On Tuesday 27 May 2003 09:01 am, Tim May wrote:
On Tuesday, May 27, 2003, at 04:23 AM, Roy M.Silvernail wrote:
Frankly, I'm surprised I haven't yet seen incidents of spammers following up via another comm channel to find out why their spam was ignored and/or repeat their pitch. For that matter, with all the First Amendment blather heard from spammers, I'd almost expect one of them to argue for proactively enforced delivery and some sort of "obligation to read" statute.
No, absolutely _nothing_ in the First can possibly imply any "enforced delivery" or "obligation to read." I assume you are semi-joking, but this bears repeating, especially for those here who seem to be unclear on the concepts.
I understand the limitations of the First, but I wasn't exactly joking. And while I agree that the First cannot be said to imply such obligations, it seems to me that, on the surface, it would not preclude them, either. "Obligation to read" does not directly infringe upon the right to free speech. A deeper examination would probably show that it would infringe on the implied "right to be left alone" that is usually referred to as the "right" to privacy, but I don't think that would be enough to prevent such a law from being enacted. One would hope that it would be thrown out after an appeal reached the proper altitude. But until a properly deep-pocketed party could pursue it that far, many of the more shallow-pocketed would suffer.
Secondly, most if not all of the "anti-spam laws" are, in fact, directly in contravention of the First Amendment.

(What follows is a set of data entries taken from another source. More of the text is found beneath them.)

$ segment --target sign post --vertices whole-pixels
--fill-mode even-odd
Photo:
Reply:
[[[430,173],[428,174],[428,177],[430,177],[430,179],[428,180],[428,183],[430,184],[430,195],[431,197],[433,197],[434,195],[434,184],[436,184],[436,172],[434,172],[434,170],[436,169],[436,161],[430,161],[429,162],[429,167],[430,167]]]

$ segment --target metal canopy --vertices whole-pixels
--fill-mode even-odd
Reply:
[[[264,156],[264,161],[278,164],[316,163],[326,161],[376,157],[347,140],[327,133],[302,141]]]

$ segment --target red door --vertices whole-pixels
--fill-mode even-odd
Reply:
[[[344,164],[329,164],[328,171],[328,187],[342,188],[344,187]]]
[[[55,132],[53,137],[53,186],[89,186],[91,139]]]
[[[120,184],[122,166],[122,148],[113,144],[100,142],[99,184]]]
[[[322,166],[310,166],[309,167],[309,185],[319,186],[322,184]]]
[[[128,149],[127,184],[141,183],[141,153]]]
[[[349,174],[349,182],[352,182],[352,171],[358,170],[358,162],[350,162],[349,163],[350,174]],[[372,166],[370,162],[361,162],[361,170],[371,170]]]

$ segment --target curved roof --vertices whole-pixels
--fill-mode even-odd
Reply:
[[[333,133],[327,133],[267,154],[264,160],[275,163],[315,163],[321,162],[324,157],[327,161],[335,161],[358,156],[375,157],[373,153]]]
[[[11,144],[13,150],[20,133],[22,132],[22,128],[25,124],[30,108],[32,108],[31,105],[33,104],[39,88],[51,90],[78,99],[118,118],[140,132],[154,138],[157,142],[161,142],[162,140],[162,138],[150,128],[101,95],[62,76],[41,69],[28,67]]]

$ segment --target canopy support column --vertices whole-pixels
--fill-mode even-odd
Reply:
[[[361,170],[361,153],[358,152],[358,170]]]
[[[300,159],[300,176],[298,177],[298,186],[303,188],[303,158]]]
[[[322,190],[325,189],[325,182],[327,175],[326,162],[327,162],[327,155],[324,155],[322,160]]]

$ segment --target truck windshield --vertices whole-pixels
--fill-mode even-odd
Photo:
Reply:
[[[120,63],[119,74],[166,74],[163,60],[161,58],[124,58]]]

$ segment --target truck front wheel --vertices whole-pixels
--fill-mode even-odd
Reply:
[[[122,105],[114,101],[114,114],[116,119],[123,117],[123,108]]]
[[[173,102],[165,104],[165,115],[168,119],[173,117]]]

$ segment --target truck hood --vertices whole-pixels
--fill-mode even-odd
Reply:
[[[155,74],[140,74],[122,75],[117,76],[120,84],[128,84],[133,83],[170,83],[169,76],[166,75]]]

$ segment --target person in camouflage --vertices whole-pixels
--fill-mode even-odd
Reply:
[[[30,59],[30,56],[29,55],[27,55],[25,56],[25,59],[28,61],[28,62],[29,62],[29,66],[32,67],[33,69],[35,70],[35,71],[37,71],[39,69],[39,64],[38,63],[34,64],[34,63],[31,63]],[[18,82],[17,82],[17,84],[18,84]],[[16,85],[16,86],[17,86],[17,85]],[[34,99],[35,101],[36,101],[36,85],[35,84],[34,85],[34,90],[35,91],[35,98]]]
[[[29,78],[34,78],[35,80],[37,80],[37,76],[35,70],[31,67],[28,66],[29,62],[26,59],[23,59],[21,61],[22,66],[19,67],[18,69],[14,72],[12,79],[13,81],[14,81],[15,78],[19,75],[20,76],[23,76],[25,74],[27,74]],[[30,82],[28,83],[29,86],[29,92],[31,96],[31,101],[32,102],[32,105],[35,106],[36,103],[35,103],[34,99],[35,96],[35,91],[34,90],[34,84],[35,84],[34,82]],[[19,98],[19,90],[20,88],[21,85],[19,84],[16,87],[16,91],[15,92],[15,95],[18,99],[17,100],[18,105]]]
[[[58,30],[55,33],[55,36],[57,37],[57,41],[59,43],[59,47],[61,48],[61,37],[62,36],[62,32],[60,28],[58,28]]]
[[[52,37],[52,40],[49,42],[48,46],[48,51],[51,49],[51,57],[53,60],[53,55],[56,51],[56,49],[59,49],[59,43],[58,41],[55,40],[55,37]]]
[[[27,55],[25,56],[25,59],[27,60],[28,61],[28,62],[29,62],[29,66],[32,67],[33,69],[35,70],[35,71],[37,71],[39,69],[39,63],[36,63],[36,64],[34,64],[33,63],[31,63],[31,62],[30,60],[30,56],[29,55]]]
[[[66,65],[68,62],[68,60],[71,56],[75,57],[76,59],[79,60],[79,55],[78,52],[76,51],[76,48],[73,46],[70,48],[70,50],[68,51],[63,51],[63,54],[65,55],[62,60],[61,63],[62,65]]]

Does this include descendents of the junk-fax laws? (are there any of those, or haven't the lawgivers made the connection between fax paper and CPU cycles yet?)
The First does not allow government to be in the content examination business. Those who think otherwise need....well, you all know what they need. I am serious. I am fucking sick and tired of bureaucrats, legislators, and even people on lists like this thinking that they have some authorization to examine the letters or e-mails I receive.
How about simply holding companies absolutely responsible for the methods used to distribute their advertising? Couldn't Truth In Advertising be extended to email solicitation? The one thing that *all* UCE has in common is the attempt to sell something, and that requires an identifiable business presence. After all, people can't buy from a company if the company doesn't provide *some* method of contact to accept orders. I'd think that would at least reduce the flow of UCE on behalf of US concerns. It wouldn't touch the foreign-based spam, but how many people are going to order their bootleg toner cartridges from Botswana? The advantage is that the complainant is examining the content, not the Gummint (provided there aren't unreasonable barriers hindering complainants).